Ancora oggi in borsa tengo la mia prima macchina con un rullino sempre carico. Ogni tanto, di nascosto, scatto una foto in bianco/nero ai miei amici o alle persone amate. E torno ragazzino.

Per Le vie delle Foto 2017 porto “Mancanze”.

Immaginate una casa costruita nel 1800. Ora aggiungeteci l’arredamento, la famiglia che ci vive all’interno, gli accessori, gli eventuali animali, i rumori, gli odori. Immaginate questo quadro familiare, che si sviluppa di generazione in generazione, sempre dentro quella casa.
Ora provate a immaginare di far scomparire le persone all’interno della casa. Immaginate di far passare anche un secolo, senza che nessuno più ci viva in quella casa. E immaginate, nel 2017, di aprire quella porta d’ingresso ed entrare lì dentro. Di sicuro tutto sarà rovinato dal tempo, ma come vi sentireste?
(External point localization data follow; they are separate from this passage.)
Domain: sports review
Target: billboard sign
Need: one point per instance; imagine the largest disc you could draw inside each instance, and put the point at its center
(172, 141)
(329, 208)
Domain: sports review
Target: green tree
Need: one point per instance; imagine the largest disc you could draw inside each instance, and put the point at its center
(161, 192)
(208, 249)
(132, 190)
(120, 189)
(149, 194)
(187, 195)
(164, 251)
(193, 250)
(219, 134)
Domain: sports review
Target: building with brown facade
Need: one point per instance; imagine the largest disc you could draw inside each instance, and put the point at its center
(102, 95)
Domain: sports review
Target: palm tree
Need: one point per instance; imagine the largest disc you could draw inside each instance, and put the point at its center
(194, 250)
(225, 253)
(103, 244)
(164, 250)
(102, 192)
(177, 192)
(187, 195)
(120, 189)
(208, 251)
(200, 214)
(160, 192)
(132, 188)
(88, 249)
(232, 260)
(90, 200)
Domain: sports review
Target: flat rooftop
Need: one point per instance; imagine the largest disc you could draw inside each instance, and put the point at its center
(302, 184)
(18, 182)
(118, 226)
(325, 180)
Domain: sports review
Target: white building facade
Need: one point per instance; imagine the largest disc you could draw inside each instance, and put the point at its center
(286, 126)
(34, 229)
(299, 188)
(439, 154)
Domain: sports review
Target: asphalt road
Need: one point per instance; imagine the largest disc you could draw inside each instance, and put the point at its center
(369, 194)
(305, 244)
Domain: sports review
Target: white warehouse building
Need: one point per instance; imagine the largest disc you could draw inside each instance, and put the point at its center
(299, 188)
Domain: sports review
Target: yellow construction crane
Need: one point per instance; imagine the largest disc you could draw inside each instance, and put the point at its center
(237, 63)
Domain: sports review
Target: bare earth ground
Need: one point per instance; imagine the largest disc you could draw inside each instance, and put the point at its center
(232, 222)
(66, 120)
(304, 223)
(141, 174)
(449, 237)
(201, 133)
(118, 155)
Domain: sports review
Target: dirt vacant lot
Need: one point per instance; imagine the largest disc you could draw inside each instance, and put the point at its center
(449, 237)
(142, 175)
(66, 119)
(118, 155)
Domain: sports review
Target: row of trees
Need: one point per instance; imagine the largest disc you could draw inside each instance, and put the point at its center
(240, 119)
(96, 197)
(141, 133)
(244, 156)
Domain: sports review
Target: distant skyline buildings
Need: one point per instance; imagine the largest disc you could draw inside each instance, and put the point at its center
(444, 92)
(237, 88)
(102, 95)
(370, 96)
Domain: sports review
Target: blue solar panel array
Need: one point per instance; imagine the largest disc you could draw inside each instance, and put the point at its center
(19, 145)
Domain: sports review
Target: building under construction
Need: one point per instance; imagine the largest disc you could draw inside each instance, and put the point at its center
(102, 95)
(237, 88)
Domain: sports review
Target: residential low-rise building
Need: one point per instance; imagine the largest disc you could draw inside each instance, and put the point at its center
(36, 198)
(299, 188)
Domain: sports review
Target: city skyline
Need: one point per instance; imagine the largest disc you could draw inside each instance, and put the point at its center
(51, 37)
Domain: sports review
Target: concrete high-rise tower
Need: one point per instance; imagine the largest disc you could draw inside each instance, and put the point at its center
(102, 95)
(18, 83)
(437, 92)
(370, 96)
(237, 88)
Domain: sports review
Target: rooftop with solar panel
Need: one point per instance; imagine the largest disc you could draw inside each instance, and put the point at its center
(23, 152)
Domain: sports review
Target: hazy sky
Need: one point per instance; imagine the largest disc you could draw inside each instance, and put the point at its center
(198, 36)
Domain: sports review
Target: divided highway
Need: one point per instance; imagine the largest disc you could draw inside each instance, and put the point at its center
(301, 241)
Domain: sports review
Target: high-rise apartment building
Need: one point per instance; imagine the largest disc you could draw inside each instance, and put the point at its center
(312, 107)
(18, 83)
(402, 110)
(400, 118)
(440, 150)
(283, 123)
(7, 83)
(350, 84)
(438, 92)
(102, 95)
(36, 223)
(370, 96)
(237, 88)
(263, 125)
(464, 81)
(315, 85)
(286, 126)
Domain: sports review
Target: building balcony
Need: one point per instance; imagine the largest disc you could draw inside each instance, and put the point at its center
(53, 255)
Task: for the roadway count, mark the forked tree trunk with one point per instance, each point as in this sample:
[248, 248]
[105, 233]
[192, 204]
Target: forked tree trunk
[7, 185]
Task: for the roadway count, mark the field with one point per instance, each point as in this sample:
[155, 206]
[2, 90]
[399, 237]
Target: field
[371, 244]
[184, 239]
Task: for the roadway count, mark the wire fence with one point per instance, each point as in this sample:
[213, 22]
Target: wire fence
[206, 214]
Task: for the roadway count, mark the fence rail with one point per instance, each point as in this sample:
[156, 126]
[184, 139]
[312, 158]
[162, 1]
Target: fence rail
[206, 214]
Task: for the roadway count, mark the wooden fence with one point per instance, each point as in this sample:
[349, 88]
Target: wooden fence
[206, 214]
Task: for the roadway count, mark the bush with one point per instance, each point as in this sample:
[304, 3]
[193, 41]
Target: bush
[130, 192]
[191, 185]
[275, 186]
Ora fate un salto nello spazio e immaginate una fabbrica dove a inizio secolo ci lavoravano migliaia di operai, una di quelle fabbriche che trainavano l’economia italiana. Poi per un motivo o per l’altro immaginate che è stata chiusa, i macchinari smantellati. E voi, nel 2017, entrate in quelle immense fonderie vuote, o officine con dozzine di banchi da lavoro. Potete sentire ancora l’odore del metallo e i trucioli di chi 50 anni fa ha lavorato l’ultimo pezzo sul tornio.
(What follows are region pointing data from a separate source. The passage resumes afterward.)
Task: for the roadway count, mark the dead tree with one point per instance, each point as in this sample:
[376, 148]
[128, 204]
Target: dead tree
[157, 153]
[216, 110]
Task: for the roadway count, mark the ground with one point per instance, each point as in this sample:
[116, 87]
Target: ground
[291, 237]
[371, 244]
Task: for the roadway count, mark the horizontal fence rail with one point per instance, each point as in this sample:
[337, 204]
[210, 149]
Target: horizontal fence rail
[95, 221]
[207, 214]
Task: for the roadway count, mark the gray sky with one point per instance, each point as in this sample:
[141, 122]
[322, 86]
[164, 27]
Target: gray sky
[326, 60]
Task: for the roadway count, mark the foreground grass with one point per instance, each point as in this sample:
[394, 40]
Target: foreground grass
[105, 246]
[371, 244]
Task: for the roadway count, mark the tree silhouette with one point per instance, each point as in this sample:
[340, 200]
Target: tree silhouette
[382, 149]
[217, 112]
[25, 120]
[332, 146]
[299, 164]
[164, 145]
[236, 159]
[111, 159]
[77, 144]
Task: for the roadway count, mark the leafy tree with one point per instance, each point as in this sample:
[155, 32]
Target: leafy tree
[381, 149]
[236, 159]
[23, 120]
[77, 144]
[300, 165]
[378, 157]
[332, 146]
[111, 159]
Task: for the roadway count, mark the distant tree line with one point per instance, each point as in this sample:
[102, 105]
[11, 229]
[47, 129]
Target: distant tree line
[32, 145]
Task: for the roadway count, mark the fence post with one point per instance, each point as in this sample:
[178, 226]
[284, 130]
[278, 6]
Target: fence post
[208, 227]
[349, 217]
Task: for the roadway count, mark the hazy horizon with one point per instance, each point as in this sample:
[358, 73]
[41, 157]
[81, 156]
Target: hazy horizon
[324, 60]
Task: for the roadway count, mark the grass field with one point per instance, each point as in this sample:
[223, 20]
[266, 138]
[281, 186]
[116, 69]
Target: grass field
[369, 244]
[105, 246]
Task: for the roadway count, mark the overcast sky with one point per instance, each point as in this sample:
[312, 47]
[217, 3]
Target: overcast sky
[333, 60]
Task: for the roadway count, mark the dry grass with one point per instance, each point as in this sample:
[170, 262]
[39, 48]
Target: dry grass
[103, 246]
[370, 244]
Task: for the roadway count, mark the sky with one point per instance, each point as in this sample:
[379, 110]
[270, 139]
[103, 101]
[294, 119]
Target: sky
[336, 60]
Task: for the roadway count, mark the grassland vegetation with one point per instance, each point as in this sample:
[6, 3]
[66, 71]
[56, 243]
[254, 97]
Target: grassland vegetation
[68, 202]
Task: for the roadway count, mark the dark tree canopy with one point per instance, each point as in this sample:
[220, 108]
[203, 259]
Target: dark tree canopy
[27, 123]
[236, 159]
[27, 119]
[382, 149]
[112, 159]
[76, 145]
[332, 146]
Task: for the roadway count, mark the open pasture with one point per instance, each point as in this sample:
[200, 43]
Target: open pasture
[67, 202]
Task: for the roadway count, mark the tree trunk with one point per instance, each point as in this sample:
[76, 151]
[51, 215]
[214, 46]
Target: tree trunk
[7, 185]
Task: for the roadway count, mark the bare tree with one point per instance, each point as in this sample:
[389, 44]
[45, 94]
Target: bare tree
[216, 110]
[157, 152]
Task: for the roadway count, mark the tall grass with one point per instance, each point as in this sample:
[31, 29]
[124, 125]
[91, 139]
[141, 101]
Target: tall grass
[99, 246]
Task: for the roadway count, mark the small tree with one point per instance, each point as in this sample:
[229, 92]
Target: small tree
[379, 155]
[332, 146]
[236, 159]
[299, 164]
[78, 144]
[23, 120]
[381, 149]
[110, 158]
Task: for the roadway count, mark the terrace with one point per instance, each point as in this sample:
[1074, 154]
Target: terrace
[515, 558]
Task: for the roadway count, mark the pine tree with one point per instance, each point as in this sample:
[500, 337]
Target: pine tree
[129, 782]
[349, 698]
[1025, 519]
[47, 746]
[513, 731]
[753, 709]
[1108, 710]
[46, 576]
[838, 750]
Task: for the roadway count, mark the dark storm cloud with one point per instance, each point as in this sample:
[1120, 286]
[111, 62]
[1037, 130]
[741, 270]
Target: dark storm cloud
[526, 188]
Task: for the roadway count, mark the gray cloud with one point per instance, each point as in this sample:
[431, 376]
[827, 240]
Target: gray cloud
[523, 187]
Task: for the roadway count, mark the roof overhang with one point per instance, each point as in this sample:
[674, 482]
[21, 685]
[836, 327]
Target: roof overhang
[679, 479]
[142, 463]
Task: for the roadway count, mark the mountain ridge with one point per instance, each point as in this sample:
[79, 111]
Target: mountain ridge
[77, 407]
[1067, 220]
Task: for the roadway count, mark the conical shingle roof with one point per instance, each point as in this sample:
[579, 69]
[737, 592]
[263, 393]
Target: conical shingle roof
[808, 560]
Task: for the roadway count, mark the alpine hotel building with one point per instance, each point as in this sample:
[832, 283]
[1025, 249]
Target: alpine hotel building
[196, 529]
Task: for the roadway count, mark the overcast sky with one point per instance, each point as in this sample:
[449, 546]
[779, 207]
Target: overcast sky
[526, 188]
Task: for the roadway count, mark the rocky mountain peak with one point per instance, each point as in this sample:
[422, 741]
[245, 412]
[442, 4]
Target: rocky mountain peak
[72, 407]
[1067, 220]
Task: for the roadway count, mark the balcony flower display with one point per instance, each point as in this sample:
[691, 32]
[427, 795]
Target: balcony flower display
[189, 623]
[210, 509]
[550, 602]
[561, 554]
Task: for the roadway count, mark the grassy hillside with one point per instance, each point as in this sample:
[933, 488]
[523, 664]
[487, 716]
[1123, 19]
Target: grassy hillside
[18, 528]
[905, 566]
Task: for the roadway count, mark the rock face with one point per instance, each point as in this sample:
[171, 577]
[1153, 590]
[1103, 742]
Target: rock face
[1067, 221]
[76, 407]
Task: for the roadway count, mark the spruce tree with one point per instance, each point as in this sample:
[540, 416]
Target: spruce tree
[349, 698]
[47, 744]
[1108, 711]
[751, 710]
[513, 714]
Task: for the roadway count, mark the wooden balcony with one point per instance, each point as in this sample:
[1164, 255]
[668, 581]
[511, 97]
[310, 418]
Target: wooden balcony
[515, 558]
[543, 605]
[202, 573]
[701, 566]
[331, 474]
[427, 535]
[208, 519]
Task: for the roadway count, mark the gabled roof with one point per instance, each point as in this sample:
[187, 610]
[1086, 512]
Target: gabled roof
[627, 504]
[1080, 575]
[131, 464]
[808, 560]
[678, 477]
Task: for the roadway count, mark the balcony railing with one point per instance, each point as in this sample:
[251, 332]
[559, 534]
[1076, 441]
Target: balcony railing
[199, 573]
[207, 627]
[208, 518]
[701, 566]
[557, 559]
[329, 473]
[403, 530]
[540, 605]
Questi sono solo due esempi di ciò che provo io facendo urbex. E sono raccontati in 8 fotografie tra le più significative del mio ultimo anno.
Ciò che unisce tutte queste fotografie, oltre al fatto che sono scattate tutte in luoghi abbandonati, è che danno una sensazione che manchi sempre qualcosa, un soggetto: appunto “Mancanze”.
Manca il bambino con la sua bicicletta, mancano i pazienti sui letti di un ospedale, manca un neonato dentro una culla o il vino nelle bottiglie.
È la testimonianza che il tempo scorre e porta inesorabilmente a consumare anche i luoghi più storici della nostra Italia. Ognuno di noi ogni giorno andando al lavoro, a scuola, a fare la spesa, passa davanti a una villa, una fabbrica o qualcosa di abbandonato. E il nostro cervello tende a non considerare questo edificio, lo elabora come un “buco” nello spazio di una città: eppure al suo interno ci sono ancora tante cose e spesso anche persone meno fortunate di noi.
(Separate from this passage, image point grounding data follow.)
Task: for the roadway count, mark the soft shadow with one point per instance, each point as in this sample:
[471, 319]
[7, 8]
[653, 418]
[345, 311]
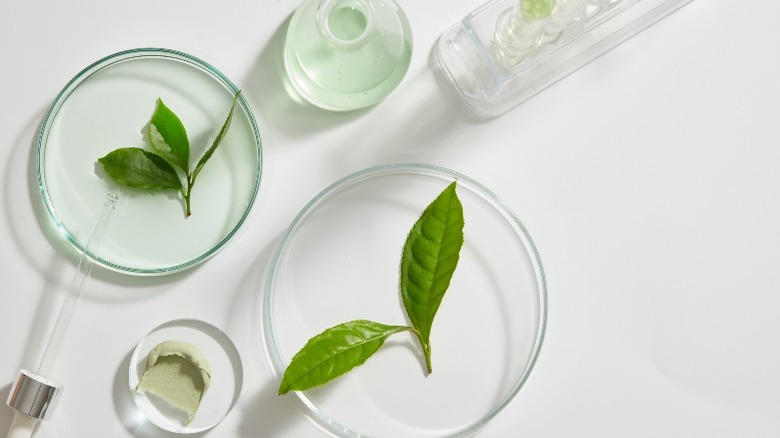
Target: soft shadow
[21, 192]
[265, 412]
[7, 414]
[268, 87]
[269, 412]
[429, 118]
[24, 206]
[132, 418]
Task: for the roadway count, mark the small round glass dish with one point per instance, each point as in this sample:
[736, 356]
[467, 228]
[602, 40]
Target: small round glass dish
[339, 261]
[226, 376]
[105, 107]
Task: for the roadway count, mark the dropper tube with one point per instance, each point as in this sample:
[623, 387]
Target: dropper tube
[83, 271]
[34, 396]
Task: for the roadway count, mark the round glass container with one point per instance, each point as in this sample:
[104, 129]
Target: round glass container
[339, 261]
[227, 375]
[106, 106]
[347, 54]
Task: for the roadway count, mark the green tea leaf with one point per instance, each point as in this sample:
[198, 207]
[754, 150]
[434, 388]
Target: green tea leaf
[168, 136]
[135, 167]
[429, 259]
[334, 352]
[217, 141]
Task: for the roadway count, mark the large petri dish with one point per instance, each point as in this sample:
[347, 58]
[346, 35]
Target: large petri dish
[339, 261]
[106, 106]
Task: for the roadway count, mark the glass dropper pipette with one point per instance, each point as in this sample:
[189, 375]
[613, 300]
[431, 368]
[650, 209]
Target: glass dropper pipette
[34, 395]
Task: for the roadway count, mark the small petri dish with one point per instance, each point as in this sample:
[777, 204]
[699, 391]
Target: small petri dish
[339, 261]
[227, 376]
[106, 106]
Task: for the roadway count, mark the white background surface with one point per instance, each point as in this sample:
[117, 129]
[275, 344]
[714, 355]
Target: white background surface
[649, 181]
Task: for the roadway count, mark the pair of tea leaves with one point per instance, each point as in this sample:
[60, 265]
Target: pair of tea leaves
[157, 171]
[430, 256]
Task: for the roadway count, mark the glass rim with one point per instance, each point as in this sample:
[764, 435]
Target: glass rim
[72, 85]
[272, 346]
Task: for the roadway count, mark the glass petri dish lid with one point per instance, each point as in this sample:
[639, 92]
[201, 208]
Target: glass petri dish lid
[106, 106]
[339, 261]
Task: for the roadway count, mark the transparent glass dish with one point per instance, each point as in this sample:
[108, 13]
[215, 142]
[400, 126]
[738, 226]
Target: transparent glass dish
[339, 261]
[106, 106]
[497, 57]
[227, 376]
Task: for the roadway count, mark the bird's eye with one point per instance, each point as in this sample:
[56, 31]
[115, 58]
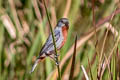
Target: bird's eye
[62, 21]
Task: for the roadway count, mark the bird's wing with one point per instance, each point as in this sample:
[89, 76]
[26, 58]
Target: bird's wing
[49, 46]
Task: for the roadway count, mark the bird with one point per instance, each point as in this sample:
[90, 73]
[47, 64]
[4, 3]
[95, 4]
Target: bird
[60, 34]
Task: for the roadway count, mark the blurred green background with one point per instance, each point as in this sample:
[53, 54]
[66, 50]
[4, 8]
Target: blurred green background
[24, 29]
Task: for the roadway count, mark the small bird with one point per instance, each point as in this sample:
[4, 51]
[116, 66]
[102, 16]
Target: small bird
[60, 33]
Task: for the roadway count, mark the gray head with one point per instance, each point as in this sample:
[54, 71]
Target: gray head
[63, 22]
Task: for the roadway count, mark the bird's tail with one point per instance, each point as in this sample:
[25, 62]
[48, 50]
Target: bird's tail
[35, 64]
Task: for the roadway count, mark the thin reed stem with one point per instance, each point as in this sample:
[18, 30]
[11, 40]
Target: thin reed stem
[53, 40]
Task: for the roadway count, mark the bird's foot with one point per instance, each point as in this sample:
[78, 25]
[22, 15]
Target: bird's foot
[57, 63]
[56, 55]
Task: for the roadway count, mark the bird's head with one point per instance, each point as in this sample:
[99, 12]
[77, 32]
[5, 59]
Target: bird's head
[63, 22]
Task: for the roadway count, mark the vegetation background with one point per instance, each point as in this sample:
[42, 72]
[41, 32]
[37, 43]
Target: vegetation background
[24, 28]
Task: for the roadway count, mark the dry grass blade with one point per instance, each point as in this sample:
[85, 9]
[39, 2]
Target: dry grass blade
[73, 61]
[53, 37]
[83, 69]
[9, 25]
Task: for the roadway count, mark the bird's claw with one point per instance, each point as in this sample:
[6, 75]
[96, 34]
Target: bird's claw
[57, 63]
[56, 55]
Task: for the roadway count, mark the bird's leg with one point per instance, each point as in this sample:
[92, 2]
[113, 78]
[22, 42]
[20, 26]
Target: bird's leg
[56, 55]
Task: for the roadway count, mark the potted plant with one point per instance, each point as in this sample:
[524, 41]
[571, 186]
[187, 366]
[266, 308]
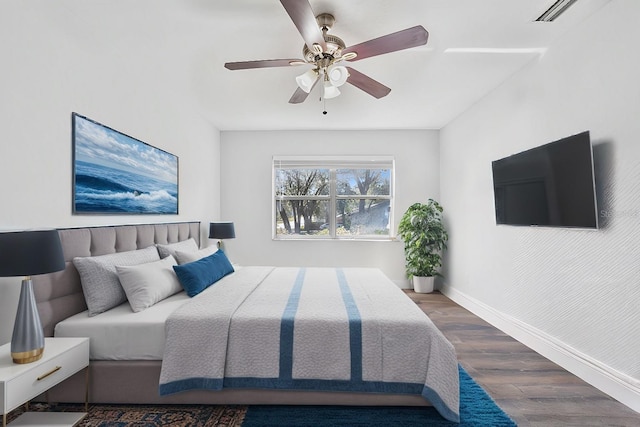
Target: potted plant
[424, 238]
Entrare in questi posti è quasi sempre complesso, la fotografia in ambito urbex è molto “sofferta”: si lavora in spazi pericolanti, sporchi, spesso bui e umidi, a contatto con materiali nocivi. Alcune volte si fanno strani incontri, altre volte si vedono strane cose, altre volte si rischia seriamente di farsi male o cadere nel vuoto, altre volte si chiacchiera con un senzatetto e magari ci si scambia una sigaretta. Bisogna essere sempre pronti a ogni evenienza, ma sempre ci si cala in un mondo parallelo dove sembra che il tempo abbia fermato tutto, un mondo che fa riflettere.
Di sicuro di ogni posto che ho visitato ho un aneddoto perché ogni posto è speciale e diverso dall’altro.
Sarò lieto di raccontarvi quanto i fotografi urbex si sporcano, si stupiscono, hanno paura, sentono l’adrenalina, piangono o si innamorano di ciò che vedono, si nascondono, lavorano in silenzio, entrano nel panico quando rischiano di perdersi, amplificano i sensi stando sempre pronti a scappare con tutta l’attrezzatura.
Tutto questo per portare a casa dei pezzi di storia rinchiusi in alcune foto.